Keynote Speakers
On the three central days of the conference week, a keynote will be delivered as the opening event to address hot topics of relevance in the conference scope.
Robert Lainé
Lessons Learned and Often Forgotten
Tuesday morning, 09:30
Abstract: Dr. Robert Lainé has had the privilege of leading a number of important and challenging spacecraft development projects in his long professional career. He will report on 41 years of observations of the key issues related to successful leadership of large aerospace projects at the European Space Agency and EADS Astrium.
This talk is more like a retrospective reflection on a vast personal experience than a scientific essay on the art of project and team management. In the hope that this contribution can benefit others, these personal reflections are offered first to the community that keeps this conference series alive and kicking, and then to those who consult the conference proceedings.
Short bio: Robert Lainé graduated at ENSEA as engineer in electronic and electro machinery in 1968. Since 1970, he has been working in space engineering. He developed tape recorders for spacecraft at IER (Paris - France), X-ray optics for Exosat satellite at ESTEC and became system engineer for the GIOTTO mission to Halley's comet. He then managed the Telecom-2 payload (launched in 1992) for Alcatel-Espace in Toulouse before being called back to ESTEC to again develop X-ray optics and manage XMM, a large X-ray space telescope launched in 1999.
He lead the development of ATV (ESA's Automated Transfer Vehicle) which is a 21 tons spaceship which re-supply the International Space Station since 2007, and then the Ariane launcher department of the European Space Agency in Paris. Finally, he was Chief Technical Officer of EADS Astrium before retiring in 2011. He then created SPACINOV to provide consulting services in innovation based on the knowledge he acquired from space projects.
Alun Foster
From ARTEMIS to ECSEL: Growing a Large Eco-System for High-Dependability Systems
Wednesday morning, 09:30
Abstract: This keynote presents the results achieved in ARTEMIS and the objectives of the new ECSEL program, which will be integrated in the Horizon 2020 framework program for research and development in Europe. It demonstrates the power of larger-scale collaborative research, and the importance of the Public-Private Partnership model for maximising the impact of R&D investments.
Short bio: Alun Foster (BSc. (Hons Lond) A.R.C.S.) obtained an honours degree in Physics from the University of London (Imperial College), and entered professional activity at Plessey Telecommunications, researching advanced data modems using DSP techniques. He then worked as marketing engineer for MOSTEK and Alcatel Microelectronics, on various products such as microprocessors, ASICs and DSL products.
Since 2008, he worked as an independent consultant for the ARTEMIS Industry Association. He served the ARTEMIS initiative since its inception in 2004 as Senior Manager, External Technology Coordination for STMicroelectronics, at their site in Zaventem, Belgium.

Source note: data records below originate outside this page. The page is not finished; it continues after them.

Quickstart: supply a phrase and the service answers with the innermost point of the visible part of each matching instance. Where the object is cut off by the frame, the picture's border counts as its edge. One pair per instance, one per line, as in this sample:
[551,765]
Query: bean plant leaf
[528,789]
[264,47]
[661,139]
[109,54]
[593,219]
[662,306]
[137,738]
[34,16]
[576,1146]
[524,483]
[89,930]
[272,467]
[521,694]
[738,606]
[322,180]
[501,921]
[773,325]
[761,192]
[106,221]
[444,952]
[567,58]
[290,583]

He joined the ARTEMIS Joint Undertaking in September 2009 as Programme Manager and, since 1st August 2013, took on the additional role of Acting Executive Director.
Mohamed Shawky
Future Challenges in Design Tools and Frameworks for Embedded Systems; Application to Intelligent Transportation Systems
Thursday morning, 09:30
Abstract: Environment perception technologies and sophisticated signal processing algorithms yield today mature understanding of dynamics of transportation vectors. Uncertainty management became inherent to decision making following such environment understanding processes.
However, designers of critical embedded systems remain skeptical about considering uncertainty, probably as design tools and frameworks have not yet integrated advances in state-of-the-art of confidence management approaches.
Furthermore, hesitant multicore programming tools do not provide yet enough native redundancy for applications offered by such technologies, which would have been a precious contribution to increase their reliability.
In this keynote, we present a synopsis of these new challenges that will face in the near future designers and tool developers for Intelligent Transportation Systems.
Short bio: Mohamed Shawky is currently full professor with Heudiasyc laboratory (Heuristics and diagnosis for complex systems), at the Department of Computer Science, Université de Technologie Compiègne, France.
M. Shawky received his MSc and PhD respectively in 1989 and 1992 on embedded distributed computing (UTC). His research interests include real-time embedded computing, distributed architecture design, algorithm-architecture fitting. He is also interested in highly mobile networks of embedded systems (ad hoc networks), specifically adaptation to dynamic constraints. In 2000, M. Shawky had a visiting period with the Department of Systems Engineering, University of Waterloo, Ontario, Canada.
He is author or co-author of more than 120 international research publications. He is responsible of several European, industrial, national and regional research projects. He is co-coordinating the Work Group “Robust Electronic Design” for the European Institute EICOSE, (interface between Artemis, Artemisia, Safetrans, and French clusters Aerospace Valley et Systematic). He is also on the list of evaluators for European Research Program INCO.